SEMARANG, Lingkarjateng.id – Dewan Perwakilan Rakyat Daerah (DPRD) Kota Semarang resmi mengesahkan Rancangan Peraturan Daerah (Raperda) tentang Fasilitasi Pengembangan Pesantren dalam rapat paripurna yang digelar Selasa, 30 Desember 2025.
Wali Kota Semarang, Agustina Wilujeng Pramestuti, menyampaikan apresiasi kepada DPRD karena proses pembahasan hingga pengesahan Perda tersebut berlangsung relatif cepat.
Menurutnya, dengan disahkannya regulasi tersebut penataan dan pengembangan pesantren di Kota Semarang dapat berjalan lebih optimal.
“Alhamdulillah Perda ini bisa segera disahkan. Kita memasuki tahun baru dengan harapan pesantren semakin tertata dengan baik dan mendapat dukungan penuh dari pemerintah,” ujarnya.
Meski telah disahkan, Agustina menjelaskan masih ada tahapan lanjutan yang harus dilakukan, yakni pengundangan Perda serta proses pendataan pesantren dan santri.
“Yang paling menarik bagi saya adalah pendataan, sehingga tidak ada santri satupun yang tertinggal,” katanya.
Selain itu, lanjut Agustina, Pemerintah Kota (Pemkot) Semarang juga akan menyiapkan Peraturan Wali Kota (Perwal) sebagai aturan turunan guna mengatur teknis pelaksanaan fasilitasi pengembangan pesantren.
“Perwal menyusul, nanti jadi tugas Bagian Hukum, Kesra harus ada kolaborasi dengan dan dinas lain,” ujarnya.
Sementara itu, Sekretaris Panitia Khusus (Pansus) Raperda Fasilitasi Pengembangan Pesantren Sodri menyampaikan, pengesahan Perda ini merupakan hasil dari perjuangan panjang aspirasi pondok pesantren.
Pasalnya, kata Sodri, para santri dan tokoh masyarakat telah lama menginginkan adanya payung hukum khusus bagi pesantren di Kota Semarang.
Ia menjelaskan, Perda tersebut memuat tiga poin utama. Pertama, fasilitasi penyelenggaraan pendidikan pesantren, termasuk pendidikan nonformal seperti kegiatan mengaji yang dapat didukung oleh Pemkot Semarang.
“Kedua, pengembangan fisik sarana prasarana (sarpras) baik asrama, MCK, dan lainnya yang selama ini kurang mendapat perhatian pemerintah,” jelasnya.

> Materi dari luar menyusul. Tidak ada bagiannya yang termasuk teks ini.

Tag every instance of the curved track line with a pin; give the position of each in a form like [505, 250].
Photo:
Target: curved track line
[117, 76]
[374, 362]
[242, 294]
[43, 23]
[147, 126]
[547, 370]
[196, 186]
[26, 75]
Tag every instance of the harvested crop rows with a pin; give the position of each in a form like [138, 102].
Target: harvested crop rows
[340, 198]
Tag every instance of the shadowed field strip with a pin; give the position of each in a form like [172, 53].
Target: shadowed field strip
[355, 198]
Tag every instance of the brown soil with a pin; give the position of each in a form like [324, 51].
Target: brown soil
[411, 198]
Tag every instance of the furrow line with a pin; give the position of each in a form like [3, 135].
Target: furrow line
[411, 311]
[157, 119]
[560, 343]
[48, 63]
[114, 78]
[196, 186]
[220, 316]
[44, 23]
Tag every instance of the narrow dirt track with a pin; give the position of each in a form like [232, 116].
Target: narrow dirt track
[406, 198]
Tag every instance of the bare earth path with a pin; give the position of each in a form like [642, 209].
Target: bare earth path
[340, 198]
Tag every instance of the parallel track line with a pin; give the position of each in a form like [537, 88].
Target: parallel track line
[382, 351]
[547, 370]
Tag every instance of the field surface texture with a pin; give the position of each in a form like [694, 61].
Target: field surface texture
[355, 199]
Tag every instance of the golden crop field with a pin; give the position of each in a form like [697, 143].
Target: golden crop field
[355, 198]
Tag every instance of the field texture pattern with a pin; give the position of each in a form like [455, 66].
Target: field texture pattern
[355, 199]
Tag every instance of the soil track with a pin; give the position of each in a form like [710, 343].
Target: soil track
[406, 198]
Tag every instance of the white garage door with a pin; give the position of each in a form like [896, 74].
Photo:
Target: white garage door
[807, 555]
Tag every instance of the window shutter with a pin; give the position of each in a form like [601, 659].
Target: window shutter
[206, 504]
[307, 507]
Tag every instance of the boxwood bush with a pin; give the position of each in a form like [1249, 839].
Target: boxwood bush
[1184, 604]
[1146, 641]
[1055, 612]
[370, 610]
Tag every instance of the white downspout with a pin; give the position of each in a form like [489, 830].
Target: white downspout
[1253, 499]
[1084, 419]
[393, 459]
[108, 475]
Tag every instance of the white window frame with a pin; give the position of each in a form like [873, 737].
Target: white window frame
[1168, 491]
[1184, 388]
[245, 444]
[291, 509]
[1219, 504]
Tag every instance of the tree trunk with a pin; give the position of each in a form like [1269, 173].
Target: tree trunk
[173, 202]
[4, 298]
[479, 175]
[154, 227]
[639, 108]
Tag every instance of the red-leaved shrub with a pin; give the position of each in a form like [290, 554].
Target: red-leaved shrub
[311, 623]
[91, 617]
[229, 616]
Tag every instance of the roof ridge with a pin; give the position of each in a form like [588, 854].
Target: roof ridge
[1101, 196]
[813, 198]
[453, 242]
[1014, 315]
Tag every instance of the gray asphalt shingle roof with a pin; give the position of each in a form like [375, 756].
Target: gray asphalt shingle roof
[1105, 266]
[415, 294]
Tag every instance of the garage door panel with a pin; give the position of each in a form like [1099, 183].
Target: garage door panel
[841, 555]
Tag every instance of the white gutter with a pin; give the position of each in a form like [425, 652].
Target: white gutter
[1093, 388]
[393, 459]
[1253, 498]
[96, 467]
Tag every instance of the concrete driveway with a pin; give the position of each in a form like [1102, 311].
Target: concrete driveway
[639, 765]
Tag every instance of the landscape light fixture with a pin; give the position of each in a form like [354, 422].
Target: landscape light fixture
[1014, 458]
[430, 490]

Sedangkan yang ketiga, penguatan peran pesantren sebagai pusat dakwah dan pemberdayaan sosial masyarakat, termasuk peningkatan kapasitas santri dan lembaga pesantren, yang memerlukan dukungan pemerintah daerah.
Menurut Sodri, ketiga aspek tersebut akan difasilitasi oleh Pemkot Semarang melalui sinergi dengan pemerintah provinsi, pemerintah pusat, serta pihak swasta.
Ia menambahkan, pesantren yang berhak mendapatkan fasilitasi adalah pesantren yang telah memiliki izin dari Kementerian Agama serta tercatat secara administratif di Pemerintah Kota Semarang.
“Saya kira ponpes yang belum punya izin, Perda ini bisa memberikan motivasi pondok pesantren dalam mengurus izin dan administrasi,” jelasnya.
Berdasarkan data saat ini, terdapat lebih dari 300 pondok pesantren di Kota Semarang yang telah memiliki izin dan berpotensi memperoleh fasilitasi.
Perda tersebut juga memberikan kemudahan dalam pendirian pesantren dengan ketentuan minimal memiliki 15 santri, pengasuh, tempat ibadah, serta asrama.
Sodri menegaskan regulasi tersebut tidak hanya berlaku bagi pesantren umum, tetapi juga mencakup pesantren disabilitas, selama memenuhi persyaratan pendirian yang telah ditetapkan.
“Tidak hanya yang normal saja artinya kita juga memperhatikan pondok pesantren disabilitas artinya mereka bisa mendapat fasilitasi dengan syarat pendirian pondok pesantren,” katanya.